Na maioria absoluta dos casos, os voluntários não sabem o que acontece com as pessoas que ligam depois que a conversa é encerrada, lembrando que quem define o final do atendimento é quem liga.Por isso, há uma emoção muito especial nos plantões de final de ano que cobrem as escalas de Natal e Ano Novo nos postos do CVV quando, não raro, registram-se  ligações de pessoas que querem apenas agradecer o fato de estarem vivas e poderem  curtir estas e outras celebrações ao lado da família e dos amigos, graças ao trabalho realizado em algum momento do passado pelos voluntários. São demonstrações sinceras e legítimas de reconhecimento ao trabalho importantíssimo realizado pelo CVV.

Lá aparecem de forma resumida a história do CVV, a filosofia do trabalho (compreensão, fraternidade, cooperação e crescimento interior) e o exercício de vida plena (uma pessoa aberta às experiências, reconhece que os fatos são sempre amigos. Sem exceção, pois expressam a realidade. E a realidade, por sua vez, desprovida de ilusões, é sempre enriquecedora).

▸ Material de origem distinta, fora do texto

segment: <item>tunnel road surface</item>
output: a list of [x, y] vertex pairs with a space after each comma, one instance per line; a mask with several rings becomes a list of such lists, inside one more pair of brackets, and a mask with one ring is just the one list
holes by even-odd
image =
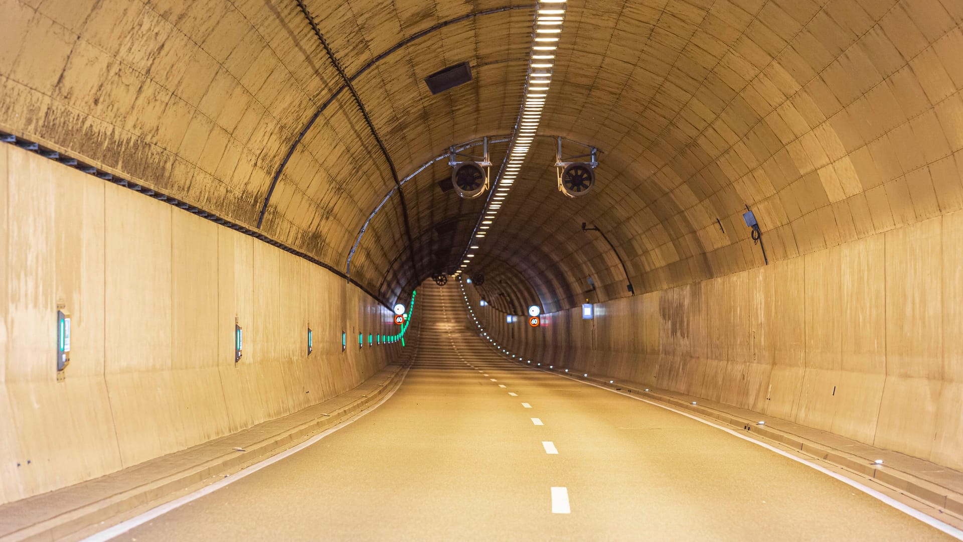
[[117, 539], [950, 539], [717, 428], [507, 362], [448, 290], [419, 296], [418, 354], [381, 406]]

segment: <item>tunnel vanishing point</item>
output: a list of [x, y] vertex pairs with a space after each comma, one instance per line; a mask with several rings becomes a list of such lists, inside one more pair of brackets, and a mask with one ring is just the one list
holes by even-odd
[[963, 539], [963, 0], [0, 0], [0, 541]]

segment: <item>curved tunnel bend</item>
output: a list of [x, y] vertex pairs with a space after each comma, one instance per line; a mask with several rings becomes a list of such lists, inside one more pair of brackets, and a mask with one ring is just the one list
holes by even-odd
[[134, 534], [963, 538], [963, 0], [0, 36], [0, 542], [254, 463]]
[[418, 294], [421, 339], [390, 399], [126, 535], [949, 539], [716, 427], [522, 366], [469, 329], [456, 288]]

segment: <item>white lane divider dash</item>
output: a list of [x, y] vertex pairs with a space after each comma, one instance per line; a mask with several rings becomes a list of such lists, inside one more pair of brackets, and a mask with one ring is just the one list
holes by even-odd
[[564, 488], [564, 487], [553, 487], [552, 488], [552, 513], [553, 514], [569, 514], [571, 512], [572, 512], [572, 509], [568, 505], [568, 488]]

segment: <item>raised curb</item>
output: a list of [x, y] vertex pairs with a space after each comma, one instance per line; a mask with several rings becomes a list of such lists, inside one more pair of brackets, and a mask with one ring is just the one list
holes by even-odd
[[[410, 366], [410, 361], [405, 362], [404, 364], [389, 365], [357, 388], [345, 392], [335, 397], [331, 397], [327, 401], [336, 401], [338, 397], [351, 396], [353, 394], [352, 392], [364, 389], [360, 397], [327, 411], [325, 413], [327, 416], [319, 417], [280, 433], [269, 435], [260, 441], [256, 441], [252, 445], [247, 446], [243, 451], [231, 451], [224, 453], [220, 457], [191, 466], [173, 474], [121, 491], [108, 498], [82, 505], [55, 517], [39, 521], [38, 523], [18, 528], [17, 530], [2, 533], [2, 535], [0, 535], [0, 542], [57, 540], [76, 533], [81, 529], [96, 525], [100, 522], [107, 521], [124, 512], [133, 510], [139, 506], [147, 504], [148, 502], [159, 501], [166, 497], [172, 497], [174, 493], [200, 483], [211, 476], [237, 470], [242, 465], [256, 463], [266, 456], [273, 455], [274, 452], [282, 451], [282, 448], [289, 447], [289, 445], [293, 443], [304, 440], [312, 433], [334, 427], [335, 425], [346, 421], [355, 414], [366, 410], [371, 405], [379, 401], [389, 391], [397, 387], [397, 385], [401, 382], [402, 376], [403, 376], [405, 372], [404, 369], [408, 366]], [[366, 384], [378, 378], [378, 374], [385, 371], [387, 371], [387, 374], [382, 374], [381, 381], [368, 389], [369, 387], [367, 387]], [[307, 408], [317, 408], [318, 406], [319, 405], [313, 405]], [[298, 414], [299, 413], [293, 413], [288, 416], [297, 416]], [[277, 420], [283, 420], [283, 418], [286, 417], [282, 417]], [[256, 428], [257, 425], [244, 429], [235, 434], [256, 430]], [[222, 438], [224, 437], [215, 439], [214, 441]], [[198, 446], [205, 446], [214, 441], [209, 441], [208, 443], [203, 443]], [[134, 467], [137, 466], [133, 466], [132, 468]], [[94, 478], [94, 480], [89, 480], [88, 482], [81, 482], [81, 484], [90, 483], [95, 481], [96, 479], [97, 478]], [[57, 491], [54, 491], [45, 495], [50, 496], [51, 494], [56, 493]], [[2, 507], [0, 507], [0, 510], [2, 510]]]

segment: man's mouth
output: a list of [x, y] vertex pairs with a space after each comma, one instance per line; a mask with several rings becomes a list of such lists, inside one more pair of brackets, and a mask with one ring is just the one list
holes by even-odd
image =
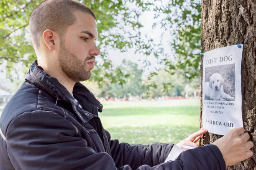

Também há recomendações para a abertura de um posto, para a divulgação do trabalho, regras para as reuniões de grupo dentro dos postos e outras informações relevantes para o bom andamento dos trabalhos do CVV.

Com muita dificuldade, são editados e distribuídos internamente boletins redigidos pelos próprios voluntários, que podem assim compartilhar ideias e reflexões a respeito dos desafios do trabalho. É comum encontrar nesses boletins a reprodução de reportagens publicadas na grande mídia sobre solidão, depressão, suicídio e descobertas da ciência a respeito do comportamento humano.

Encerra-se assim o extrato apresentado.